While it takes heroic acts of imagination to connect the dots between the occupation of Zuccotti Park and worries about economic inequality, political corruption and the excessive power of banks, the connection between these issues and the occupation of foreclosed housing is obvious: A great deal of America’s vacant housing sits in the hands of the very financial institutions whose profiteering brought us the current Great Recession.
Not content with the billions in bailouts showered on them by a federal government that seems beholden to their interests, those institutions have resisted efforts to get them to restructure underwater mortgages.
The ejection of the Occupy Wall Street protesters from public spaces may, in the long run, work to the movement’s benefit. In shifting their efforts away from public parks and toward foreclosed homes, Occupy is forging a tighter link between its acts of occupation and its political objections.
This unforeseen good alternative will ultimately enhance the effectiveness of its message. It also brings Occupy Wall Street more closely into line with the most effective occupation movements of the past century”. End of quote
What do you think? How about occupying fancy residences not inhabited by the filthy rich and let the supreme court decide on the justice and fairness of vacant homes prohibited to be dwelt in by homeless citizens…

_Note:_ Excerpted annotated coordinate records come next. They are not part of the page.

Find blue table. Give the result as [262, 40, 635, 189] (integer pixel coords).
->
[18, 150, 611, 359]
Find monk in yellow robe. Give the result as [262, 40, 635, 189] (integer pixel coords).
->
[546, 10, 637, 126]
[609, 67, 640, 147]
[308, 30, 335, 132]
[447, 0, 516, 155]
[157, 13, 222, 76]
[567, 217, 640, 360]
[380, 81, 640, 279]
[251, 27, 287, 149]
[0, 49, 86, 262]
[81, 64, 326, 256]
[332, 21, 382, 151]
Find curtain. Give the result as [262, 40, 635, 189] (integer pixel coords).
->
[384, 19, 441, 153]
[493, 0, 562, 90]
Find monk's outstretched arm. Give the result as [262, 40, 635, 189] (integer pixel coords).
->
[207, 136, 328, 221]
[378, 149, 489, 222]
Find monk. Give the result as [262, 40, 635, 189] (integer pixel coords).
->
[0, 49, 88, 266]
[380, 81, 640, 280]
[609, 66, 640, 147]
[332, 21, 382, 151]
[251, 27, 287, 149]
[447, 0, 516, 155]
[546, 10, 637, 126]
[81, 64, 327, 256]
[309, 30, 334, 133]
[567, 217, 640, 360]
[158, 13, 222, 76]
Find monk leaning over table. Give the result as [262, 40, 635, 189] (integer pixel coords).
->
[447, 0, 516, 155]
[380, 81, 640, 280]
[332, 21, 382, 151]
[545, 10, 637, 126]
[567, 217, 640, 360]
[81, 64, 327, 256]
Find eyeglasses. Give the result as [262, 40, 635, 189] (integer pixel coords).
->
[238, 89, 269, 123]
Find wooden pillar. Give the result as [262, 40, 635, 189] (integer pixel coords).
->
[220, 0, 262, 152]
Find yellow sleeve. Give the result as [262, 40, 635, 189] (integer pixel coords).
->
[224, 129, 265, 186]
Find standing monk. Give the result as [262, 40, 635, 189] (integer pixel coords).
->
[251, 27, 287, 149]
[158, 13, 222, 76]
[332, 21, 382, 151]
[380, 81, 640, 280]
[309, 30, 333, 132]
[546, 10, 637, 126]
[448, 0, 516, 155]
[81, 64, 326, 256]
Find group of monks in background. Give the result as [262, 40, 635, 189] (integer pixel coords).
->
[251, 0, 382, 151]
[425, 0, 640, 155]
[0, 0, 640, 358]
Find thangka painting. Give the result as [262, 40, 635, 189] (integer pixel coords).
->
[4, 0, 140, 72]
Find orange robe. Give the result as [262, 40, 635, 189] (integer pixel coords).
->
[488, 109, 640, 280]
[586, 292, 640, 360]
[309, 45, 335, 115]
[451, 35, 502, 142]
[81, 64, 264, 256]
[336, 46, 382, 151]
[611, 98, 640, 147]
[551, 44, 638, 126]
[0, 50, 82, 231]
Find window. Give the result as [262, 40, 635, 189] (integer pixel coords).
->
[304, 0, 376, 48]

In around 1880, Chicago witnessed a monster demonstration by workers demanding an 8-hour work day. A home-made bomb exploded and injured a few police men. The authority condemned 5 innocent workers and hung them. Many years later, the innocent martyred workers Albert Parsons, Adolf Fisher, George Engel, August Spies, and Louis Lingz (23 years) were deemed innocent and a monument was erected for them called “The Martyrs Grave” or Martyrs Tomb? Most probably, the State government wanted urgently to set an example to the growing workers’ activism.
Note 1: Sonia K. Katyal is the Joseph M. McLaughlin Professor of Law at Fordham Law School. Eduardo M. Peñalver is a professor of law at Cornell Law School. Their book, “Property Outlaws: How Squatters, Pirates and Protesters Improve the Law of Ownership,” was published last year by Yale University Press.